La voix du politique
Éditorial

La voix du politique

La bien nommée voix, celle que l’on accorde au candidat, symbolisée par un bulletin glissé dans l’urne, fait écho à une autre voix, celle de la parole donnée, engageant publiquement son auteur : la personnalité politique. Une voix s’accordant à une autre, un pacte en somme, dont l’un des deux signataires, le votant, s’empressera après-coup de dénoncer les accrocs et les défaillances.

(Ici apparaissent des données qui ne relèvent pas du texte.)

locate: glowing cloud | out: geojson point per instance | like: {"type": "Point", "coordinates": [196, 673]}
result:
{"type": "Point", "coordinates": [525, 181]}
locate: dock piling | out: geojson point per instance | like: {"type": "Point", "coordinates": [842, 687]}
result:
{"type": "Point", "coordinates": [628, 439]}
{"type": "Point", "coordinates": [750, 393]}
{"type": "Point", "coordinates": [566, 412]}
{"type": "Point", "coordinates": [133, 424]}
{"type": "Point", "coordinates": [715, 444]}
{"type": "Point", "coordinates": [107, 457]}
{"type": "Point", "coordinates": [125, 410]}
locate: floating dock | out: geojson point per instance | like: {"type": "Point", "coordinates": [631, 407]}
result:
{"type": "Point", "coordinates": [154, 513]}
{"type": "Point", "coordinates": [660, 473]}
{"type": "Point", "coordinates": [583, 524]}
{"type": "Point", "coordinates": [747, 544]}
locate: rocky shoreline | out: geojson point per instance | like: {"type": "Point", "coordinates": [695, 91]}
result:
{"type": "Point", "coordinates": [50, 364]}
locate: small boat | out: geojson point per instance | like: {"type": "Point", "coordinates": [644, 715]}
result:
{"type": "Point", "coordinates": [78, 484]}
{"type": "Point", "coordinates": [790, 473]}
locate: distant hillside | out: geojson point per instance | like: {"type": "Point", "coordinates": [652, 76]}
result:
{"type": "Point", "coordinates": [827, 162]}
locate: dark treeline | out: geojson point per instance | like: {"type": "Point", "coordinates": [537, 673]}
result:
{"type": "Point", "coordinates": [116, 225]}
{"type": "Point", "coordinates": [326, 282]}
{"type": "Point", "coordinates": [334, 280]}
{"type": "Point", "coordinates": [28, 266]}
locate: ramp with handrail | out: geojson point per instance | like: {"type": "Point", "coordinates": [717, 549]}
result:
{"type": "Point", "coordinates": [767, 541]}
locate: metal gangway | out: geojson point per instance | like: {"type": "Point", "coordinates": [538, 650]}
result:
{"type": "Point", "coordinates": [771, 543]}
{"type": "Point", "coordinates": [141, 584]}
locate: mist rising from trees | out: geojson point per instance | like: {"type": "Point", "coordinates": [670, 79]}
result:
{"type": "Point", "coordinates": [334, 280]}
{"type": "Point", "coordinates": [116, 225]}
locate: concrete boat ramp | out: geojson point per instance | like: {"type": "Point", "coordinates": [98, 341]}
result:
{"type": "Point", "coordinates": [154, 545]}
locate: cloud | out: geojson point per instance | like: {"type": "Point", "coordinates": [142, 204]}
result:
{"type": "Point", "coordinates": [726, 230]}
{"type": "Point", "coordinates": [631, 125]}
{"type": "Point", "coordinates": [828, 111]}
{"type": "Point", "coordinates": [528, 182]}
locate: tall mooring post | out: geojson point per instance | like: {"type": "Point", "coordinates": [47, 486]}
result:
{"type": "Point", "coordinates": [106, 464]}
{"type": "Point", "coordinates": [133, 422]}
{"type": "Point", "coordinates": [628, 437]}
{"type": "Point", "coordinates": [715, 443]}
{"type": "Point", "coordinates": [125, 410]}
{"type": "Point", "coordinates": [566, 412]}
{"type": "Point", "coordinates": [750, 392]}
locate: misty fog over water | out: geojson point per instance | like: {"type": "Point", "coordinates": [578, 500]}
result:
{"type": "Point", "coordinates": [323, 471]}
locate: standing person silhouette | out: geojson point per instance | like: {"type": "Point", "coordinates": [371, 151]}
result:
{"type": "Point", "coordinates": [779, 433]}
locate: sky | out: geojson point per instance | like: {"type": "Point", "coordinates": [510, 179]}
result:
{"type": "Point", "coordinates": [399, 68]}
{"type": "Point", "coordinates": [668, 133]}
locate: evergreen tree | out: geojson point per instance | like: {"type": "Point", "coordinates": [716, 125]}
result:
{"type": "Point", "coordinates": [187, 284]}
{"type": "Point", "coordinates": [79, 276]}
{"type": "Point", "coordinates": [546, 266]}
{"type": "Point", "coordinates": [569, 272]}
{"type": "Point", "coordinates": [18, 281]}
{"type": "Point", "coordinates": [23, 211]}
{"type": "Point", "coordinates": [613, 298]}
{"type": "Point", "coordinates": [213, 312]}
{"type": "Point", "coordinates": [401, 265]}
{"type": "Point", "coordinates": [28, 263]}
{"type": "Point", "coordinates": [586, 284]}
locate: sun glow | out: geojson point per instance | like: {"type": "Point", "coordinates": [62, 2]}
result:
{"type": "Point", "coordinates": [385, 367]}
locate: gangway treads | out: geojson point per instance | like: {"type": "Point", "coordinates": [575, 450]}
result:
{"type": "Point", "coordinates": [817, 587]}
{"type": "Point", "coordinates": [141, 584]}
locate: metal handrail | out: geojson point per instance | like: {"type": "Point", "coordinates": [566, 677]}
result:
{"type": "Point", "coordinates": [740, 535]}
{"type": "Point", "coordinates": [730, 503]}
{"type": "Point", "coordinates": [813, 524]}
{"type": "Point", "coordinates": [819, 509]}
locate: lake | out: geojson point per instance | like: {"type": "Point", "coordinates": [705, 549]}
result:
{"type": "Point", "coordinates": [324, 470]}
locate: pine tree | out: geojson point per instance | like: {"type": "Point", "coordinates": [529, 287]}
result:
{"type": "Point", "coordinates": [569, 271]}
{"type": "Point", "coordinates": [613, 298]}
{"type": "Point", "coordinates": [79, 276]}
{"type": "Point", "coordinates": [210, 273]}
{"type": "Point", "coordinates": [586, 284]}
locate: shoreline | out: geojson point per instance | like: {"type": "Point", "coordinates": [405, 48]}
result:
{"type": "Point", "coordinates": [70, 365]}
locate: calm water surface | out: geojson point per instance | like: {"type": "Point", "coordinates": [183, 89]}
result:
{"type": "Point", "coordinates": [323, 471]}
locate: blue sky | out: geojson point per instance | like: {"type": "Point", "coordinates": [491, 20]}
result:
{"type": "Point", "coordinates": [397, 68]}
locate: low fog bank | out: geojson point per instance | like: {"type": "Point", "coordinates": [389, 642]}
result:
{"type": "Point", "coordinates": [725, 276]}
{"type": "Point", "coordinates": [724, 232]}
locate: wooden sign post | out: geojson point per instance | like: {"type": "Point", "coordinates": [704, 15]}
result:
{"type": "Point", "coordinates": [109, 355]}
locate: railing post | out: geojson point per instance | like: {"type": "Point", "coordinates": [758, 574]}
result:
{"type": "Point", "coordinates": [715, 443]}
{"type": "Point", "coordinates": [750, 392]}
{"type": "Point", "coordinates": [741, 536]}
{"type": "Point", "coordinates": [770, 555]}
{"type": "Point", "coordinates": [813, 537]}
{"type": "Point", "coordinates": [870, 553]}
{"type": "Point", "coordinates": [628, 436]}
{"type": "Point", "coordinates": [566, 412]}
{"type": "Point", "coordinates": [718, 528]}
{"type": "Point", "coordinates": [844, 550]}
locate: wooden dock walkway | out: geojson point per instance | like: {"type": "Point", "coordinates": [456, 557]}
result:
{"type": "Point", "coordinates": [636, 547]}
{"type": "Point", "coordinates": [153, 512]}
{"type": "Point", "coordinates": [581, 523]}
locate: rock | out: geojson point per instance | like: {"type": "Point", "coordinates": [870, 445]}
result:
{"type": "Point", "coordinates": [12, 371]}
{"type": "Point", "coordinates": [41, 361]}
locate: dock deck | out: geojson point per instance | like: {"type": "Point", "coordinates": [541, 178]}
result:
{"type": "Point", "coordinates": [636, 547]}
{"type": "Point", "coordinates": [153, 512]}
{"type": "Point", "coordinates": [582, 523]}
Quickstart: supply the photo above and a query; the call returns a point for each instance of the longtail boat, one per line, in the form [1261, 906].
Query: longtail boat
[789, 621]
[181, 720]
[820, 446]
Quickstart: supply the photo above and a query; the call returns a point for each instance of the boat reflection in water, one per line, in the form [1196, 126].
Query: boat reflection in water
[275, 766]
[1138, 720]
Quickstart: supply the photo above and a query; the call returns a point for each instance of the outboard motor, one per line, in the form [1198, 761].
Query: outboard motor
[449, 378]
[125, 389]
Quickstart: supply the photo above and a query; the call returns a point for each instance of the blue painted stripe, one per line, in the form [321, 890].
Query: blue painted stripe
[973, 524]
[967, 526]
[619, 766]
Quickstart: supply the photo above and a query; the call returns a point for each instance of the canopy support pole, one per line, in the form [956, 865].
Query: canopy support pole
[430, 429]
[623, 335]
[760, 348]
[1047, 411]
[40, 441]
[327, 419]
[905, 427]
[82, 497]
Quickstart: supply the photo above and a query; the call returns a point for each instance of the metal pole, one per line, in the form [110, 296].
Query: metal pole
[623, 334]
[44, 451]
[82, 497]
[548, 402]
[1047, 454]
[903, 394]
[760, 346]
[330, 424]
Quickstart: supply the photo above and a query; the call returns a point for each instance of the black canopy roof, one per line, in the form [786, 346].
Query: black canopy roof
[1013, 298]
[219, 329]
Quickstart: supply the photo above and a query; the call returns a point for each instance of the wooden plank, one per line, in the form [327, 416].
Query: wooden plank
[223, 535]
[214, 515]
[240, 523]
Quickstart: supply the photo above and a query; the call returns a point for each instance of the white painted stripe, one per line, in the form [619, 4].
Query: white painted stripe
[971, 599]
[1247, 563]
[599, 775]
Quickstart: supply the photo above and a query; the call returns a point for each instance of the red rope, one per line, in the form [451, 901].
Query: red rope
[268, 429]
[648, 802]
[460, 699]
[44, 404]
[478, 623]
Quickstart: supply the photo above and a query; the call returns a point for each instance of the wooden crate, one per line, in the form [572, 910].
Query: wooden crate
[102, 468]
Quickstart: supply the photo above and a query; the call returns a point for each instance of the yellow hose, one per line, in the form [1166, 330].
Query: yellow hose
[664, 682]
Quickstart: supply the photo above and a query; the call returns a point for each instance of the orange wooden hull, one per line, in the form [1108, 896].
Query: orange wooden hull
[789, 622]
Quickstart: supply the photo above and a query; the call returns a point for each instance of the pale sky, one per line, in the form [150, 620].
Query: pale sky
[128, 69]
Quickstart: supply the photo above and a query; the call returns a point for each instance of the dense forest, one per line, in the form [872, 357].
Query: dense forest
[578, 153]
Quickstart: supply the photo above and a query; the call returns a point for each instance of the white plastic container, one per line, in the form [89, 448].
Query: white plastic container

Lacan nous a appris que l’inconscient est structuré comme un discours. Or le discours, prononcé par la voix du politique, en est le mode d’expression par excellence et l’on comprend pourquoi à ses attendus la psychanalyse préfèrera ses inattendus, ses trébuchements, en somme tout ce qui indique l’émergence du désir inconscient, lequel ne se signale jamais aussi clairement que dans l’accidentel. Le discours est à ce point phénomène de langage, sujet aux équivoques et aux errances, que l’on ne manquera pas de faire reproche aux politiques de leurs mensonges, de leurs manquements, de leurs silences… voire de leur double discours !
Mais ce sont surtout de leurs lapsus que la presse s’emparera et les plus féroces détracteurs de la psychanalyse eux-mêmes se feront avec jubilation interprètes des intentions inconscientes de la personnalité politique à qui ces lapsus auront échappé.

L’aveuglement typique dû à l’amour de transfert, moteur de la cure psychanalytique, se manifeste évidemment dans la confiance accordée à un candidat : cette notion de transfert est liée chez Lacan à l’hypothèse d’un sujet supposé savoir : ce savoir supposé, l’homme politique en est également investi par ses partisans, à ceci près que, contrairement à l’analyste dont la neutralité et le silence peuvent permettre de maintenir cette illusion, les discours et les actes du politique, ainsi que sa prétendue « transparence », l’exposent à décevoir très vite cette hypothèse.